One reliable pleasure of attending the Chicago International Film Festival is discovering filmmakers who have solid reputations in their home countries but aren’t especially known in the U.S. This year I’ve enjoyed catching up with Alain Guiraudie (Stranger by the Lake), a French writer-director who’s made about a half-dozen films since 2000, and with the Netherlands’ Alex van Warmerdam, who’s been active since the mid-1980s. Unlike the films by first-time directors that make up much of the CIFF program, Van Warmerdam’s Borgman (which screens again tomorrow at 8:15 PM) displays a fully formed artistic sensibility. Regardless of its overall merit, the movie marches to its own beat.
Slightly reminiscent of Pasolini’s Teorema, Borgman tells the story of a strange man who insinuates himself into the lives of a well-to-do family. The stranger is a homeless man first seen living in an underground hideaway somewhere in the woods. When authorities demolish his secret living space (a cozy-looking lair that recalls the ones Bugs Bunny used to inhabit), he takes off for the nearest suburban development, knocking on doors to see if anyone will let him in. One homeowner is so disgusted by his request that he beats the bum half to death. This man will pay dearly for his violent outburst, but the complete nature of his punishment won’t become clear for a while. Borgman grows ever stranger as it progresses, with macabre murders and unexpected transformations of character that recall Grimm’s Fairy Tales.

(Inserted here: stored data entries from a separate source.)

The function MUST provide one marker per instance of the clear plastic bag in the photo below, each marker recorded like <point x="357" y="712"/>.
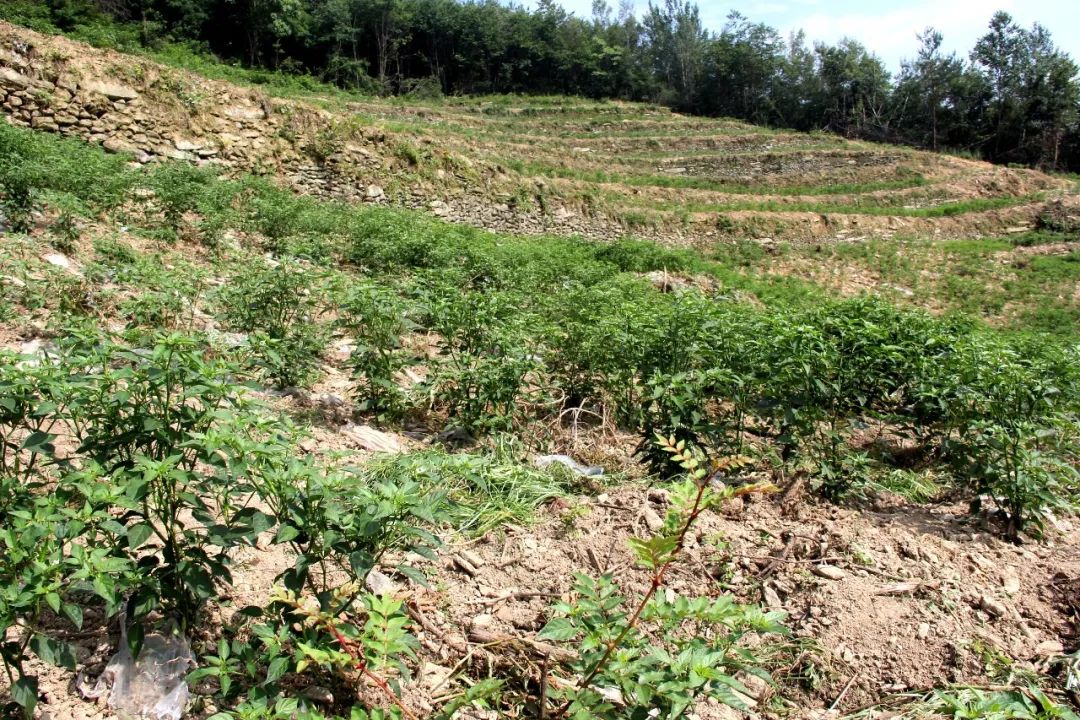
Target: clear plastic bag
<point x="152" y="687"/>
<point x="575" y="466"/>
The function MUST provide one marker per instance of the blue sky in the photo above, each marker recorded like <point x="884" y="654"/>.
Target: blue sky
<point x="888" y="27"/>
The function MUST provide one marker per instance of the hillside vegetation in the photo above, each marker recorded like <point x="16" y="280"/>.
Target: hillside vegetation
<point x="260" y="403"/>
<point x="1013" y="98"/>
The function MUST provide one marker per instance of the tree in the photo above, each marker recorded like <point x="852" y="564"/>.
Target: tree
<point x="1035" y="93"/>
<point x="743" y="70"/>
<point x="677" y="41"/>
<point x="854" y="86"/>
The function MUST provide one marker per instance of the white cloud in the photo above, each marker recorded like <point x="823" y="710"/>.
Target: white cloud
<point x="891" y="34"/>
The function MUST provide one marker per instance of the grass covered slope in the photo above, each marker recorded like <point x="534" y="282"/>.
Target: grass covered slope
<point x="532" y="164"/>
<point x="199" y="364"/>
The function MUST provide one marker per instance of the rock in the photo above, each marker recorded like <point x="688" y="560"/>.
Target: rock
<point x="993" y="607"/>
<point x="11" y="78"/>
<point x="1049" y="649"/>
<point x="113" y="91"/>
<point x="245" y="112"/>
<point x="373" y="439"/>
<point x="433" y="676"/>
<point x="828" y="572"/>
<point x="57" y="260"/>
<point x="474" y="559"/>
<point x="1010" y="582"/>
<point x="118" y="145"/>
<point x="319" y="694"/>
<point x="652" y="519"/>
<point x="379" y="583"/>
<point x="483" y="621"/>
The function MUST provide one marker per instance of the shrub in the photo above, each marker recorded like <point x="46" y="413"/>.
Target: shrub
<point x="377" y="320"/>
<point x="279" y="307"/>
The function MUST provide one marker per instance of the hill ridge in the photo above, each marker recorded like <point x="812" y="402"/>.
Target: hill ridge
<point x="601" y="171"/>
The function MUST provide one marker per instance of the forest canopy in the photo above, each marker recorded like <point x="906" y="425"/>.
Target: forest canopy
<point x="1014" y="98"/>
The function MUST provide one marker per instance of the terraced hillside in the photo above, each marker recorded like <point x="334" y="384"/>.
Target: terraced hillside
<point x="528" y="165"/>
<point x="364" y="409"/>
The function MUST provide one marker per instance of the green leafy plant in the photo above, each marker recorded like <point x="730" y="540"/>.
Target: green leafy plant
<point x="622" y="668"/>
<point x="277" y="307"/>
<point x="377" y="321"/>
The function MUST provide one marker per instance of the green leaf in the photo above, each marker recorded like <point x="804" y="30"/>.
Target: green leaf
<point x="275" y="669"/>
<point x="53" y="652"/>
<point x="25" y="693"/>
<point x="559" y="629"/>
<point x="286" y="533"/>
<point x="73" y="613"/>
<point x="137" y="534"/>
<point x="39" y="442"/>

Reading about van Warmerdam after seeing the film, I wasn’t surprised to learn that one of his earlier films, Grimm, is a modern-day update of those stories (or that another film of his had been compared to fairy tales too). This fondness for fairy-tale narrative suggests affinities with Neil Jordan, but van Warmerdam (at least on the basis of Borgman) seems just as fond of classic surrealism. After Borgman the bum joins the rich jerk’s family—first as a secret guest of his wife, then (in disguise) as an avant-garde gardener—he comes to represent different things at different times. He’s alternately a savior, a demon, a representation of the family members’ repressed desires, the embodiment of anarchy, a hex on first-world privilege, and a Harpo Marx-ist comic imp. Despite all this, van Warmerdam communicates a steady internal logic—everything plays out in the same icy, deadpan visual style, and there’s always some bizarre explanation for what happens. As Jonathan Rosenbaum wrote of his Reader capsule for van Warmerdam’s The Dress, Borgman feels like a productive round of exquisite corpse, the literary game devised by first-generation surrealists.
At times, Van Warmerdam seems to take the term “exquisite corpse” literally. Of all the murders I saw in this year’s festival, Borgman had the most creative. There’s an Edward Gorey quality to the deaths—I couldn’t help but chuckle at some of them.